If in regards to the ICL "bias" in disfavor of AMD, I'm not 100% sure if this is the case.

Would it be worth asking john33 like to attempt compiles of MSVC that used SSE/2? I thought the generic compile only ended at ASM (just an half-wit suggestion).

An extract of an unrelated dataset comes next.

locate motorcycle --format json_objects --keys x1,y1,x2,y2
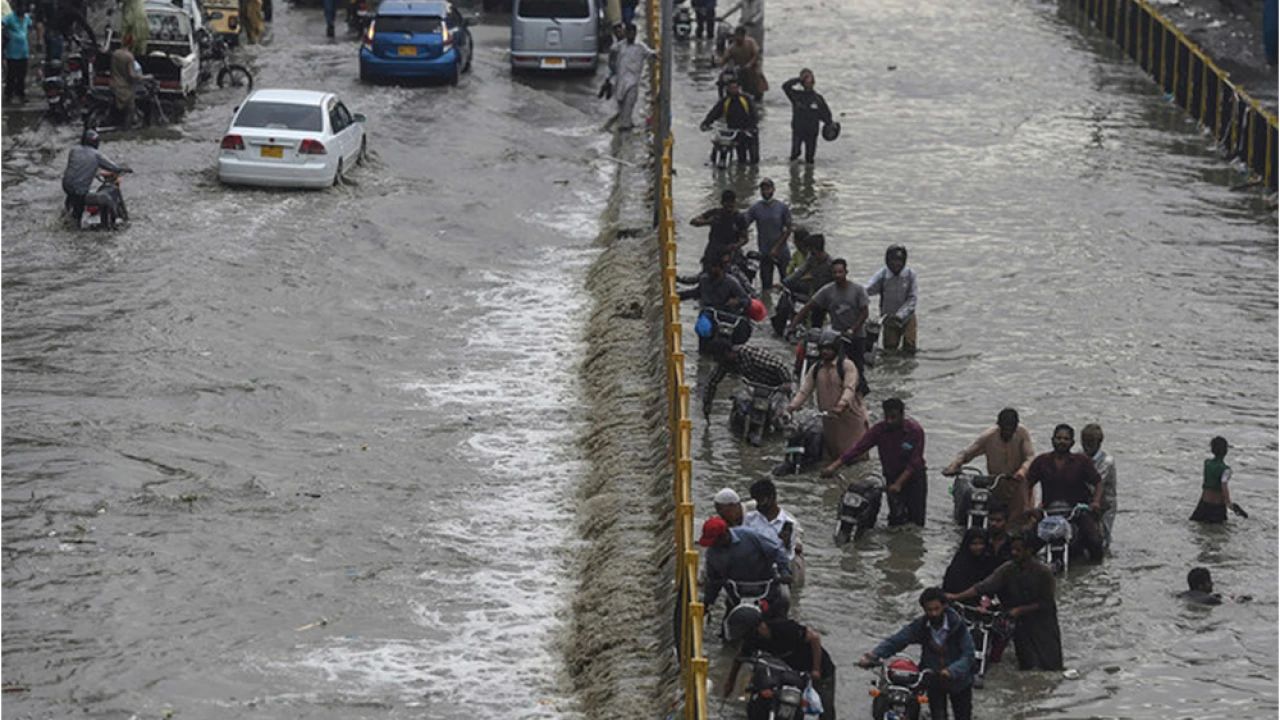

edit: lvqcl- just realized it is patch, not compiler thing, report back when later. Also, I seem to recall something about 'early' SSE2 vs. 'true' SSE2 instruction  after all, this is early Athlon64 processor and dilapidated :\

edit2: quick test of iccpatch definitely improved Rarewares P4 compile on my AMD about 15-20 percent at default Vorbis rate -q 3 setting.
Title: aoTuVbeta6.02
Post by: Destroid on 2011-05-06 21:10:15
Back with a new batch of test results. Same commentary track as previous test in this thread but at -q3 (still overkill bitrate). Threw in blacksword lancer, which I included only as a perspective on optimizations.
Code: [Select]
Oggenc 2.83 aoTuv 5 Lancer 20061103 SSE2	31.956x	  89.0 kb/s
Oggenc 2.87 aoTuv 6.03 lvqcl SSE2 25.679x  89.9 kb/s
OggEnc 2.87 aoTuV 6.03 john33 P4 w/ICCPATCH 20.078x   89.9 kb/s
Venc aoTuV 6.03 13.381x   89.9 kb/s
OggEnc 2.87 aoTuV 6.03 john33 P4 12.335x   89.9 kb/s
The ICCPATCH really does have quite an impact on this particular AMD processor running Rarewares P4 compile.
Title: aoTuVbeta6.02
Post by: Destroid on 2011-05-07 07:03:13
I re-ran the Vorbis tests again, this time at -q2. Tested effect of ICCpatch on lvqcl's compile and changed to last Blacksword compile (1 whole week newer). I was also curious to test LAME compiles from Rarewares with ICCpatch. Here's the results:

Code: [Select]
using test WAV 16bit, 48KHz, 2ch, 1,025,507,372 bytes

encoder & version  (all run at -q2)            time    rate    filesize
_____________________________________________  ______  _______  ________________
Oggenc 2.83 aoTuv 5 Lancer 20061110 SSE2      2m 57s  30.196x  52,521,704 bytes
Oggenc 2.87 aoTuv 6.03 lvqcl SSE2              3m 27s  25.801x  51,621,665 bytes
Oggenc 2.87 aoTuv 6.03 lvqcl SSE2 w/ICCpatch  3m 34s  24.959x  51,621,665 bytes
OggEnc 2.87 aoTuV 6.03 john33 P4 w/ICCpatch    4m 30s  19.782x  51,621,285 bytes
Venc aoTuV 6.03                                6m 22s  13.978x  51,621,326 bytes
OggEnc 2.87 aoTuV 6.03 john33 P4              7m 10s  12.421x  51,621,530 bytes

Foobar2000 bit-compare tracks:
OGG files of lvqcl patched vs. unpatched = No differences in decoded data found
OGG files of john33 patched vs. unpatched = Differences found: 47294972 sample(s), starting at 3.2973333 second(s), peak: 0.0511622 at 4980.8489065 second(s), 2ch


version (all run at -V6)      time    rate    filesize
___________________________  ______  _______  ________________
LAME 3.98.4                  4m 52s  18.256x  60,421,848 bytes
LAME 3.98.4 (ICCpatch)      4m 46s  18.673x  60,421,848 bytes
LAME 3.99 beta 0            6m 29s  13.706x  59,409,552 bytes
LAME 3.99 beta 0 (ICCpatch)  4m 36s  19.306x  59,409,552 bytes

Foobar2000 bit-compare tracks:
MP3 files of 3.98.4 patched vs. unpatched = No differences in decoded data found
MP3 files of 3.99 beta 0 patched vs. unpatched = No differences in decoded data found
Title: aoTuVbeta6.02
Post by: lvqcl on 2011-05-07 10:09:14
Code: [Select]
Oggenc 2.87 aoTuv 6.03 lvqcl SSE2        25.679x   89.9 kb/s
OggEnc 2.87 aoTuV 6.03 john33 P4 w/ICCPATCH    20.078x      89.9 kb/s

As I said, my compiles (with some optimizations from Lancer) are 25...30% faster than pure C code.  25.679/20.078 = 1.28, as expected.

Code: [Select]
OggEnc 2.87 aoTuV 6.03 john33 P4        12.335x      89.9 kb/s

IMHO using /arch:.... option in addition to (or instead of) /Qax...  should increase encoding speed on non-Intel processors.